Dans l'état actuel des choses, on est tenté de dire que le président Michel Martelly aura le choix entre les inaugurer avant la fin des travaux ou les laisser pour être inaugurés par son successeur. Comme il l’avait fait d’ailleurs pour des chantiers lancés par l’ancien président René Préval. Ou encore, on peut s’attendre à un miracle pour que les travaux se terminent et que le président Martelly les inaugure tous.

A environ un an de la fin du mandat du président Michel Martelly, la question n’est pas qui inaugurera les nombreux chantiers lancés par le célèbre duo Martelly-Lamothe. Il s’agit plutôt de savoir si l’Etat a les moyens de financer la fin des constructions. La récente déclaration du responsable de l’ULCBP, faisant croire que les fonds sont disponibles, mais la crise politique empêche l’avancement des travaux, n’a convaincu personne. Même les plus dupes. Peut-on prouver que la crise du pétrole qui ruine l’économie vénézuélienne n’a pas de conséquences sur Haïti ? 

On se rappelle comment le président Tèt Kale faisait les choses de manière grandiose au début de son mandat. Il organisait des distributions par-ci par-là, ouvrait des chantiers çà et là, multipliait des restaurants et boulangeries communautaires… On croyait que les autorités puisaient dans une mine d’or. C’était la belle période de l’Etat providence. Çà et là, des billboards géants nous rappelaient que le pays décolle.
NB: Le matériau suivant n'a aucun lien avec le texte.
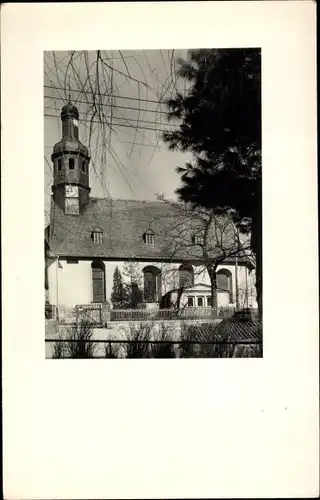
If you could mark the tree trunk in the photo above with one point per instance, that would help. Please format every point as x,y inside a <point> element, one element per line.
<point>214,294</point>
<point>256,245</point>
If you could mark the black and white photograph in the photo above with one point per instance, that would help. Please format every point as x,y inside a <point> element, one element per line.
<point>153,203</point>
<point>159,177</point>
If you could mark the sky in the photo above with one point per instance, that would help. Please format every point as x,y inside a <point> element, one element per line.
<point>119,96</point>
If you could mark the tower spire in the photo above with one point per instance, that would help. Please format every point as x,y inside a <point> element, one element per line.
<point>69,86</point>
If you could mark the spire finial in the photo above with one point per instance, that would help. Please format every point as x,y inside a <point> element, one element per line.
<point>69,90</point>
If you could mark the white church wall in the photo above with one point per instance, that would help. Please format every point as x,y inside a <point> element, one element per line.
<point>75,281</point>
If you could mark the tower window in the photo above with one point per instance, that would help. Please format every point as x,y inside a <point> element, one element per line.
<point>148,237</point>
<point>97,235</point>
<point>152,284</point>
<point>224,281</point>
<point>98,281</point>
<point>72,205</point>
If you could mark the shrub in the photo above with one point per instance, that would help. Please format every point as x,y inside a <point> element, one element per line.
<point>112,350</point>
<point>81,337</point>
<point>165,349</point>
<point>139,337</point>
<point>59,349</point>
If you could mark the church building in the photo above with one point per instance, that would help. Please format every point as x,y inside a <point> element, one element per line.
<point>88,237</point>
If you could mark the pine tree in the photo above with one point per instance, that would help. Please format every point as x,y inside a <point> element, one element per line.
<point>133,285</point>
<point>220,123</point>
<point>118,296</point>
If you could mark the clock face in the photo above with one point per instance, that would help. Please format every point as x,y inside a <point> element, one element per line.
<point>72,191</point>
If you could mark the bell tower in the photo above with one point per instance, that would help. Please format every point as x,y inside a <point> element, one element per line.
<point>70,165</point>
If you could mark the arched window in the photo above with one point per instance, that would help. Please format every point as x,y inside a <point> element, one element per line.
<point>197,239</point>
<point>224,281</point>
<point>152,284</point>
<point>186,276</point>
<point>98,281</point>
<point>148,237</point>
<point>97,235</point>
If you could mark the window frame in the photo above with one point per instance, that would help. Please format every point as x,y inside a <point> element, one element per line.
<point>198,239</point>
<point>190,297</point>
<point>156,289</point>
<point>149,237</point>
<point>68,200</point>
<point>97,236</point>
<point>200,297</point>
<point>98,265</point>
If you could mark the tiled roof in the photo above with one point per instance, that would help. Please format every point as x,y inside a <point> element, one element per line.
<point>123,223</point>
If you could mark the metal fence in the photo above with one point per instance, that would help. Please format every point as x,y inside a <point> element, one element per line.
<point>94,314</point>
<point>124,349</point>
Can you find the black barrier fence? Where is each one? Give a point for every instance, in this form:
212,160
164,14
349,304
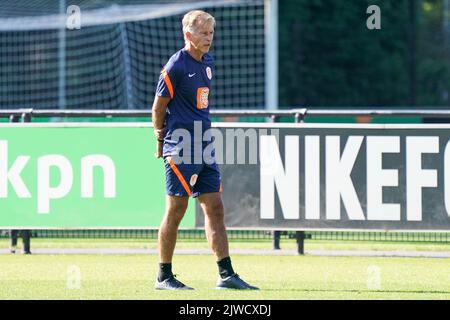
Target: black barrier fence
427,114
250,235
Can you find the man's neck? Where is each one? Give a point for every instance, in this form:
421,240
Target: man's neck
196,54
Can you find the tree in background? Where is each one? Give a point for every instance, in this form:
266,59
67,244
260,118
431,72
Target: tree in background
328,57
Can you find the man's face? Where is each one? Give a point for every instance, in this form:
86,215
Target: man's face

Quatre ans plus tard, on est revenu à la réalité. Le pays attend avec angoisse la facture des dépenses de l’administration Martelly/Lamothe.  Entre-temps, Martelly tente de prendre par la main droite ce qu’il donnait avec la main gauche. N’était la mobilisation populaire, le gouvernement n'aurait pas retiré un iota sur les prix des produits pétroliers à la pompe en dépit du fait que le prix du baril a diminué de plus de 50% sur le marché international.

C’est dans ce contexte que l’administration Martelly/Paul doit affronter la grève des enseignants qui exigent un meilleur salaire et des avantages sociaux. Le pays doit parallèlement renouveler tout son personnel politique au cours de l’année en cours. Qu’il s’agisse d’une seule ou de plusieurs élections, la facture sera salée. Si le pays peut compter sur les Blancs pour financer ses élections, tel n’est pas le cas pour les programmes sociaux dont on n'entend plus parler depuis le départ de Laurent Lamothe. Encore moins des chantiers lancés dans l’aire du Champ de Mars. Et dire que le gouvernement n’a pas encore lancé les chantiers de la reconstruction du centre-ville de Port-au-Prince qui projette l’image d’un espace ravagé par la guerre après les démolitions hâtives de mai 2014. Il y a aussi les travaux de construction du viaduc de Carrefour à lancer. Des passifs pour le gouvernement Paul qui semble faire le choix de s’occuper des détails avant d’aborder les dossiers brûlants.